Are there values I can pass to test_server_extra_args that would cause more verbose output from the test server binary? I’m sure these are documented somewhere but I haven’t found them yet. Any other suggested solutions (or things to look into) would be very appreciated.

I have seen this when the lazy downloader HTTP URL fails. We use a CDN server that gives the URL for us to download the proper JSON. In this case, it’s trying to visit https://temporal.download/temporal-test-server/default?platform=darwin&arch=arm64&sdk-name=sdk-python&sdk-version=1.3.0 which may have been failing at the time (it then uses that URL to try to download from GitHub releases). Can you retry? Worst case scenario, you can download a version of the test server from our Java releases area and set the test_server_existing_path to point to the extracted executable.

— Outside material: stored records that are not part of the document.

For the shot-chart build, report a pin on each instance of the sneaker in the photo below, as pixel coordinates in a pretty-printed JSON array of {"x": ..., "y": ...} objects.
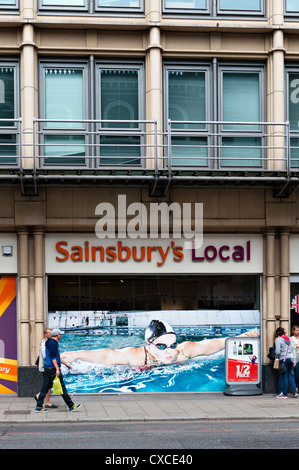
[
  {"x": 75, "y": 407},
  {"x": 281, "y": 395},
  {"x": 40, "y": 410}
]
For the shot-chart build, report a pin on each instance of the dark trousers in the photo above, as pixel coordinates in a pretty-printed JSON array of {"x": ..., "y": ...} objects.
[{"x": 49, "y": 376}]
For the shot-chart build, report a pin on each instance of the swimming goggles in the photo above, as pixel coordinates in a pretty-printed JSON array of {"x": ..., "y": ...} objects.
[{"x": 162, "y": 346}]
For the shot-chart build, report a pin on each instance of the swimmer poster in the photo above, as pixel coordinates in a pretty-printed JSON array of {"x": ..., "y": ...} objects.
[
  {"x": 8, "y": 336},
  {"x": 149, "y": 351}
]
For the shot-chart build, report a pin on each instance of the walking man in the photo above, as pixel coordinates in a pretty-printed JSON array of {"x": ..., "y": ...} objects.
[{"x": 53, "y": 369}]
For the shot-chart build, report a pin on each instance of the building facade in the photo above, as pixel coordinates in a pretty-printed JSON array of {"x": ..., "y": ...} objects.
[{"x": 154, "y": 101}]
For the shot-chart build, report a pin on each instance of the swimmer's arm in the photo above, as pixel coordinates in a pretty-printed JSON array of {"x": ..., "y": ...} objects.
[
  {"x": 106, "y": 356},
  {"x": 208, "y": 346},
  {"x": 202, "y": 348}
]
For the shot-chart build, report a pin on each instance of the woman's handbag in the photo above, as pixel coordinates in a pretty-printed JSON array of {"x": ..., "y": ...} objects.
[{"x": 282, "y": 368}]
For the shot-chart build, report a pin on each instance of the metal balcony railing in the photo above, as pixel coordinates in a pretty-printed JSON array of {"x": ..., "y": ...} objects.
[{"x": 132, "y": 146}]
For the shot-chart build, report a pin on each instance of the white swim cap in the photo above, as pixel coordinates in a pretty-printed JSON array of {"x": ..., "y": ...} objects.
[{"x": 157, "y": 328}]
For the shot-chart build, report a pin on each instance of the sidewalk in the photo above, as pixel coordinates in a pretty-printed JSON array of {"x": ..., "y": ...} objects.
[{"x": 147, "y": 407}]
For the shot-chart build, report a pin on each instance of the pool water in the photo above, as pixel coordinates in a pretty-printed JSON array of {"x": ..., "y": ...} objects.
[{"x": 205, "y": 373}]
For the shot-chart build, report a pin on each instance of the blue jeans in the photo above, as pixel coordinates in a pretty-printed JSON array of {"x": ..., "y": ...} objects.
[
  {"x": 287, "y": 378},
  {"x": 49, "y": 376}
]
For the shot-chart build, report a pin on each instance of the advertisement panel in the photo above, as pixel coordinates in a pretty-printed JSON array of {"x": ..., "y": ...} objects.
[
  {"x": 8, "y": 336},
  {"x": 242, "y": 360},
  {"x": 222, "y": 254},
  {"x": 125, "y": 352}
]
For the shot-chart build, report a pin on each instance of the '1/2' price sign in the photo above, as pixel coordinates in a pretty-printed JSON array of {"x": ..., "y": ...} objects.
[{"x": 242, "y": 356}]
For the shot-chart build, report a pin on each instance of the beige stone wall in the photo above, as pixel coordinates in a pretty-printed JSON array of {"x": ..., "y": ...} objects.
[{"x": 73, "y": 209}]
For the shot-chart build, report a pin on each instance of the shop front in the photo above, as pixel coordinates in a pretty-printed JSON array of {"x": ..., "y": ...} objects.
[{"x": 105, "y": 294}]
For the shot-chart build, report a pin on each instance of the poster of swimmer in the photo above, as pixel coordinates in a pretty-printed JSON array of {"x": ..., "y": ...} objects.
[{"x": 148, "y": 351}]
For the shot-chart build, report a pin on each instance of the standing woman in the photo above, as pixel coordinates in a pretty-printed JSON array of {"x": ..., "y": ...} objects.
[{"x": 285, "y": 350}]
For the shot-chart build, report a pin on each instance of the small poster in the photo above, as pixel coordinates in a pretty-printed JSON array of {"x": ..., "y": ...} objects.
[{"x": 242, "y": 357}]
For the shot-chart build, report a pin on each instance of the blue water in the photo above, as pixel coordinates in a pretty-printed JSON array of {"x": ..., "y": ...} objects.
[{"x": 205, "y": 373}]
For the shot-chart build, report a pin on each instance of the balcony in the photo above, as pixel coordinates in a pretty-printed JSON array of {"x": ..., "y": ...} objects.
[{"x": 127, "y": 153}]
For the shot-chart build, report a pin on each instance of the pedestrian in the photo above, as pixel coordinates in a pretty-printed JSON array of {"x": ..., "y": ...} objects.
[
  {"x": 41, "y": 366},
  {"x": 285, "y": 351},
  {"x": 53, "y": 369},
  {"x": 295, "y": 341}
]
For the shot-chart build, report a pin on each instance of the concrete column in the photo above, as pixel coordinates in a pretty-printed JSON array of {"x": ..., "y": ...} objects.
[
  {"x": 278, "y": 104},
  {"x": 153, "y": 10},
  {"x": 23, "y": 297},
  {"x": 285, "y": 278}
]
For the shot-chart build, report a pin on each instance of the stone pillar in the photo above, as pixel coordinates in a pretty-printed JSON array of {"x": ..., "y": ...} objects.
[
  {"x": 28, "y": 68},
  {"x": 154, "y": 92},
  {"x": 269, "y": 314},
  {"x": 39, "y": 285},
  {"x": 285, "y": 279}
]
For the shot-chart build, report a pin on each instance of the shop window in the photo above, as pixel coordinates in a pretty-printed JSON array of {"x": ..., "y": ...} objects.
[
  {"x": 292, "y": 86},
  {"x": 199, "y": 135},
  {"x": 9, "y": 5},
  {"x": 92, "y": 6},
  {"x": 214, "y": 8},
  {"x": 118, "y": 95},
  {"x": 9, "y": 113},
  {"x": 291, "y": 7},
  {"x": 127, "y": 293}
]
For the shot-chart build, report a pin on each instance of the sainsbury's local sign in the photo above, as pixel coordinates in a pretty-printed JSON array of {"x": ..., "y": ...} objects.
[{"x": 70, "y": 253}]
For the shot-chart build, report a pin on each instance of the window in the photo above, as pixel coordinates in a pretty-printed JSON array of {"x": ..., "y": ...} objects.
[
  {"x": 9, "y": 113},
  {"x": 9, "y": 5},
  {"x": 77, "y": 128},
  {"x": 118, "y": 95},
  {"x": 293, "y": 113},
  {"x": 291, "y": 7},
  {"x": 93, "y": 6},
  {"x": 215, "y": 7},
  {"x": 199, "y": 102}
]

This is failing on the download step I think before it even starts the test server

Thanks for he info! After retrying, I get the same result.

I’m a little surprised at ...platform=darwin&arch=arm64.... My dev machine is an M1 macbook pro, however the run environment (locally) is a Linux docker container with uname -m returning aarch64. I don’t know what our testing and staging envs are running but presumably x86-based. Also interesting is the temporal.download response:

{
	"archiveUrl": "https://temporal.download/assets/temporalio/sdk-java/releases/download/v1.17.0/temporal-test-server_1.17.0_macOS_amd64.tar.gz",
	"fileToExtract": "temporal-test-server_1.17.0_macOS_amd64/temporal-test-server"
}

I assume (haven’t checked) this would work if my macbook were my runtime environment, but is this request+payload expected for an aarch64 Linux setup?

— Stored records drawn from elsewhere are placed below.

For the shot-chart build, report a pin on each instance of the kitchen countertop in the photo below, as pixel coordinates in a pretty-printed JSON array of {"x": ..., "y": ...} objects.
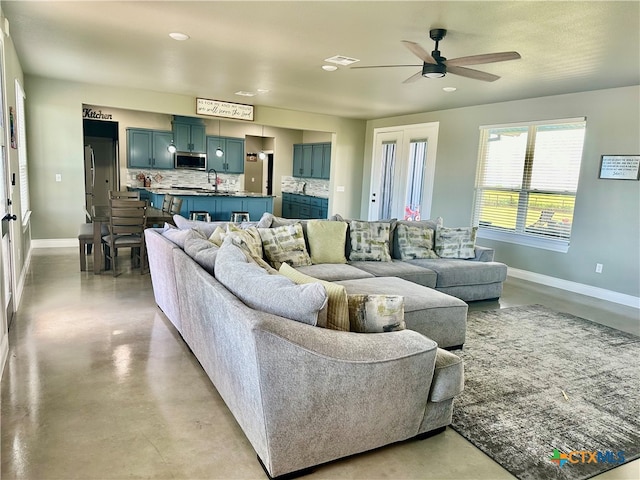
[{"x": 202, "y": 192}]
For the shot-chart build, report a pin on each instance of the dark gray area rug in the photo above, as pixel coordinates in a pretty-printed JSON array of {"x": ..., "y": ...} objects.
[{"x": 540, "y": 385}]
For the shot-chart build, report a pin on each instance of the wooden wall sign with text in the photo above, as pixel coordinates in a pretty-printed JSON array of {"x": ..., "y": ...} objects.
[{"x": 216, "y": 108}]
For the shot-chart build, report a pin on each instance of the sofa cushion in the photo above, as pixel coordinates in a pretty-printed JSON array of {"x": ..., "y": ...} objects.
[
  {"x": 326, "y": 241},
  {"x": 337, "y": 308},
  {"x": 258, "y": 289},
  {"x": 332, "y": 272},
  {"x": 370, "y": 241},
  {"x": 457, "y": 242},
  {"x": 415, "y": 242},
  {"x": 202, "y": 251},
  {"x": 284, "y": 244},
  {"x": 179, "y": 237},
  {"x": 400, "y": 269},
  {"x": 452, "y": 272},
  {"x": 376, "y": 313}
]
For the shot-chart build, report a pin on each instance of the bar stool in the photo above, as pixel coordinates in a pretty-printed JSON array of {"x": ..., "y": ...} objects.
[
  {"x": 237, "y": 217},
  {"x": 200, "y": 215}
]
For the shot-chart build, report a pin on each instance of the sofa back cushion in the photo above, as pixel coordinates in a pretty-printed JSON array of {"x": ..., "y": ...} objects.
[
  {"x": 370, "y": 241},
  {"x": 337, "y": 308},
  {"x": 258, "y": 289},
  {"x": 284, "y": 244},
  {"x": 326, "y": 240}
]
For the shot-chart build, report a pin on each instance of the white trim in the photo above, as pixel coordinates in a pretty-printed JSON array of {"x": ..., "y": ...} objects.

Tomorrow morning I’ll try something like the “worst case scenario” you described. Thanks again for the help, I (obviously) wasn’t getting anywhere on my own (@unittest.skip ftw!).

We don’t have an arm build for the test server, so no, aarch64/arm64 Linux will not work with our test server currently. This is likely the error you are running into, https://temporal.download/temporal-test-server/default?platform=linux&arch=arm64&sdk-name=sdk-python&sdk-version=1.3.0 404’s. For M1 mac, many run tests locally so the max-intel translation layer will work w/ x86/amd64 binaries. But if you’re running docker which has arm Linux, our test server won’t work. See this issue (and this one).

I have an issue open to document this better, and I have just opened an issue to make this error clearer.